Ms PRICE (Durack) (10:44): The nominees are! Today my words are what I consider to be both sweet and sour. In November, I officially opened the Kimberley Group Training Skills Centre in Kununurra. This is a $2 million project which was born out of sheer long-term frustration. Young people in Kununurra and surrounds, predominantly Indigenous youth, who were applying for apprenticeships and traineeships were essentially and basically unsuitable and unemployable due to poor literacy, numeracy and life skills. We know this is not uncommon—we hear this frequently—but what concerns me is that we have built a new skill centre, in this case in Kununurra, against a background where education and training efforts up to this point have failed these young people in the Kimberley. How disappointing it is that we as a society and as a government have had no choice but to insert another layer into the education and training stratum. Let me list them. We have preschool, primary school and secondary school; now we have another layer, called skills training, which prepares the young or the older person to enable them to participate in an apprenticeship or traineeship. I sincerely hope that the new training centre in Kununurra is successful. It is certainly different and trying very hard to overcome the failures of the past with this approach.

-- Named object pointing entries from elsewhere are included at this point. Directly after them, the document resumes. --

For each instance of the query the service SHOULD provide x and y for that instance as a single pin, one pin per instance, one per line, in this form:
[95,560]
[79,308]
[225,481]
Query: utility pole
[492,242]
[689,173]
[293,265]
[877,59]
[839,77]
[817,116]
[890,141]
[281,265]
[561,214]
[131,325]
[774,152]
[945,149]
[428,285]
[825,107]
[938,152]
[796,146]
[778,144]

Moving on, the purpose of the Kimberley Group Training Skills Centre is to provide a creative and culturally appropriate service combining industry knowledge and intensive and individualised literacy and numeracy tuition, preparing graduates of the centre for apprenticeships, traineeships or direct employment. The centre's primary focus is on unemployed people who have poor education levels and have been dependent on welfare. The training includes life skills and work readiness, with the first intake in Kununurra doing a course in hospitality and mechanical workshop. This training, however, is not accredited and it is hoped that, upon completion of the program, the young people, and also many mature aged men and women, will be equipped to take up the many opportunities available in the hospitality industry within the Kimberleys, either as trainees, as apprentices or simply as employees. Of course, this is something to monitor closely.

At the opening of the centre, noting that the federal government contributed half a million dollars, it was encouraging to see the local service providers in Kununurra getting on board. They need employees and are, therefore, investing in the new facility and the local people. I acknowledge John Gummery, who is the CEO of Kimberley Group Training, and Chairman Mr Peter Stubbs for their perseverance, vision and good work in bringing this skills centre to fruition. As an aside, I sincerely hope that the WA state government will continue to support the group training organisations beyond 2014-15, including Kimberley Group Training.